Lost in Translation – statistical learning isn’t panacea
BBC Future published an excellent feature article on the status quo of machine translation.
Another good example of our naiveness, we think we can eventually achieve our goal – bringing peoples closer – through technology. For centuries we’ve been working on that, telephones, Skype, FB, and now Google translation. History has proved the futile nature of these kind attempts. The sarcastic tone at the end, originated from the Hitchhiker’s Guide to the Galaxy, sounds well grounded.
What the BBC article focuses on is a criticism of the current approach of statistical learning and its challenges it raises, including the vicious loop Google may end up falling into when using massive web text to train its translator: that it might be learning on its own translation (inaccurate and unnatural, shown by our experience, as well as the now infamous Malaysian website).
Natural language – modeling and manipulation (including translation and understanding) was a hot topic in the early days of AI, and has regained its status since the advances on statistical learning – and I argue it will probably remain a challenging problem deep into an unforeseeable future. Perhaps a real breakthrough can only occur when data such as our speech and pictures are truly conceptually grasped by a computer, when it not only does numbers crunching, logical reasoning, but also understands emotions – they will need to have emotions so as to be empathetic?
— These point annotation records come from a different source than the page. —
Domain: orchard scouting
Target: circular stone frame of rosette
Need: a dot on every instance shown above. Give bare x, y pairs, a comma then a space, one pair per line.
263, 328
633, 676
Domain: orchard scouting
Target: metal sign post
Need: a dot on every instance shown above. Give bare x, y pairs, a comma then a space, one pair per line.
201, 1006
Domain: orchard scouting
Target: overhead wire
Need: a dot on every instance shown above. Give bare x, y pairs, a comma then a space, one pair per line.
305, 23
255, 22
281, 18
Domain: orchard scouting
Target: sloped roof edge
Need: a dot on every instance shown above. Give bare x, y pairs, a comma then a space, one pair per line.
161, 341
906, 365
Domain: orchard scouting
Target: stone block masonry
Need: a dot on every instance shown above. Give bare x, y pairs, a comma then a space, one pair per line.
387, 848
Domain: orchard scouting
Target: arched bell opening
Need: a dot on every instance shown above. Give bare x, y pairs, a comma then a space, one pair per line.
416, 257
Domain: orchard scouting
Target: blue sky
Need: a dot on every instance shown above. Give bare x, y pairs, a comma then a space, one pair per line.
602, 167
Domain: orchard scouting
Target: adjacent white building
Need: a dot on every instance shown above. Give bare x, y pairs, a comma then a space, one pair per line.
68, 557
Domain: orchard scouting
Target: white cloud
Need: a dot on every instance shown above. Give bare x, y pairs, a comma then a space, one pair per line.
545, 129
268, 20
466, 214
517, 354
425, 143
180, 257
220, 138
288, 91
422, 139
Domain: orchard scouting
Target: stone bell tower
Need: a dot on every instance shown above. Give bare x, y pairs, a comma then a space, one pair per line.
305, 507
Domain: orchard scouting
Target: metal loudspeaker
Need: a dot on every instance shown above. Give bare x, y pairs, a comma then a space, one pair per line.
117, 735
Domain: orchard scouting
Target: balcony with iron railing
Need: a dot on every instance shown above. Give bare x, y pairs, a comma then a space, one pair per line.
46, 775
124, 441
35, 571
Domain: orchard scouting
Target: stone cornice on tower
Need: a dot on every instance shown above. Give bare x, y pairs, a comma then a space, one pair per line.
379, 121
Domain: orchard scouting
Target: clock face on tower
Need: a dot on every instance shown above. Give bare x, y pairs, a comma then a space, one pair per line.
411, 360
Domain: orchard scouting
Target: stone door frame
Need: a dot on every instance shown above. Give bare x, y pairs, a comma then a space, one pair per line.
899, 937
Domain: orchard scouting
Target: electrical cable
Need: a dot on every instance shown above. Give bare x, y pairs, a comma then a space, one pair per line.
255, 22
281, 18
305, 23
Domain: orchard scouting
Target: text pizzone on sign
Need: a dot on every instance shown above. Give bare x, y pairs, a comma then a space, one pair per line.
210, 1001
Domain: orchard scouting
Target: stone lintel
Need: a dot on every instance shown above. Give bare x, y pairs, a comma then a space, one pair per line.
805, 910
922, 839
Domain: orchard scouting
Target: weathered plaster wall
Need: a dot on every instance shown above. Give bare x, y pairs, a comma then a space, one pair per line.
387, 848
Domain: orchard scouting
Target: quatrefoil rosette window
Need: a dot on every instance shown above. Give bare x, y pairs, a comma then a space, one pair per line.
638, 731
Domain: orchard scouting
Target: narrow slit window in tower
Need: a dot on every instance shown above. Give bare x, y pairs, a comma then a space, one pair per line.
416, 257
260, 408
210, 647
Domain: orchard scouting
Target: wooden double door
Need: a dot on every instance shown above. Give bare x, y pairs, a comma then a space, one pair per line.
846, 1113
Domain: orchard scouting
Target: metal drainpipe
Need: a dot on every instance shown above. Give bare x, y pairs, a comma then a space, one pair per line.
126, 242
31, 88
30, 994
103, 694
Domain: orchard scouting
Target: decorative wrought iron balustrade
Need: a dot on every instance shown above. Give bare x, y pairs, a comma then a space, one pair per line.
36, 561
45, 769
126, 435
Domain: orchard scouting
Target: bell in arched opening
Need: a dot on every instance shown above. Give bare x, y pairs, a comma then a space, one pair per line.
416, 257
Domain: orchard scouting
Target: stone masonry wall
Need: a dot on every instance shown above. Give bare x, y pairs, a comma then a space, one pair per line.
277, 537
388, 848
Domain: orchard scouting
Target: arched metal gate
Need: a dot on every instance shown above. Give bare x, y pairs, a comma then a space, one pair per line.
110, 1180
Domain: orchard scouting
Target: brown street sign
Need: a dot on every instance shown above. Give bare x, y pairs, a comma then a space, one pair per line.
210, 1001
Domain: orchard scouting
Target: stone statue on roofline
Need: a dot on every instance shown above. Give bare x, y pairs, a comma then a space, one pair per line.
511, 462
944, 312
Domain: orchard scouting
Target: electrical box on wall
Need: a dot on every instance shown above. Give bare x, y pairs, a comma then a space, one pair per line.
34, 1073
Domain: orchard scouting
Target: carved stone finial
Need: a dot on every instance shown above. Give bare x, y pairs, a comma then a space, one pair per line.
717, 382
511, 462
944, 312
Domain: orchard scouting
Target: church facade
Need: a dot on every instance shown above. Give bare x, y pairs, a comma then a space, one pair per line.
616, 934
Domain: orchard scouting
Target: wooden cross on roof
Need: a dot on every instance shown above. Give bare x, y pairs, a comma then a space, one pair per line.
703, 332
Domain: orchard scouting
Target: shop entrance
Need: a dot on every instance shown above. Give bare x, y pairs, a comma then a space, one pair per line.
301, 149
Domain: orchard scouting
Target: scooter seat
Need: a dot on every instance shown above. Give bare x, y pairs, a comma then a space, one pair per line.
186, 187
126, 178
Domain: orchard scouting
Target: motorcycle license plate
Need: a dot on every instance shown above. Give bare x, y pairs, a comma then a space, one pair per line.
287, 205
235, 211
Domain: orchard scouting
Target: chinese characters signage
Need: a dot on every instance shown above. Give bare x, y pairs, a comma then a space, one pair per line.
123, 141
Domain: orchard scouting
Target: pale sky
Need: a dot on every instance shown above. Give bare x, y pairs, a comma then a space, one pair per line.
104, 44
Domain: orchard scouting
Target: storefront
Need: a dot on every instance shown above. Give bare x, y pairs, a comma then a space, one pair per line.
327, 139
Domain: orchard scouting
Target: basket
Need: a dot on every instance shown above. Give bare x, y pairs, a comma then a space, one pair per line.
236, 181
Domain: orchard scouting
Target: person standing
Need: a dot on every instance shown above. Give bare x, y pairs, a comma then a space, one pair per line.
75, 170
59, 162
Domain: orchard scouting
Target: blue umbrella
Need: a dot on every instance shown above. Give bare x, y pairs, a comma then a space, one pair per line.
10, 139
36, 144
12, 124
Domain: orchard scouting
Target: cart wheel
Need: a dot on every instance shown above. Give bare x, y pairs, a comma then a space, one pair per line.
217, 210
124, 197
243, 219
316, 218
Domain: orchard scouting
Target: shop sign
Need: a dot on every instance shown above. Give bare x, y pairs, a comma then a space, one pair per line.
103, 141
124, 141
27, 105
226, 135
Do we really need that colossal amount of information – as much as Google now has – to master a language, or two? Is it possible to build a life-long learning machine, much like an infant (who grows into maturity)? Our speech is shaped by memory for sure, but has its own dynamics and uncertainties. Will a largely chaotic system that combines memory, pattern recognition, reasoning, and more “mental” processes together, be able to make a better translator?
Machine learning has come a long way, but the dawn is still not there yet.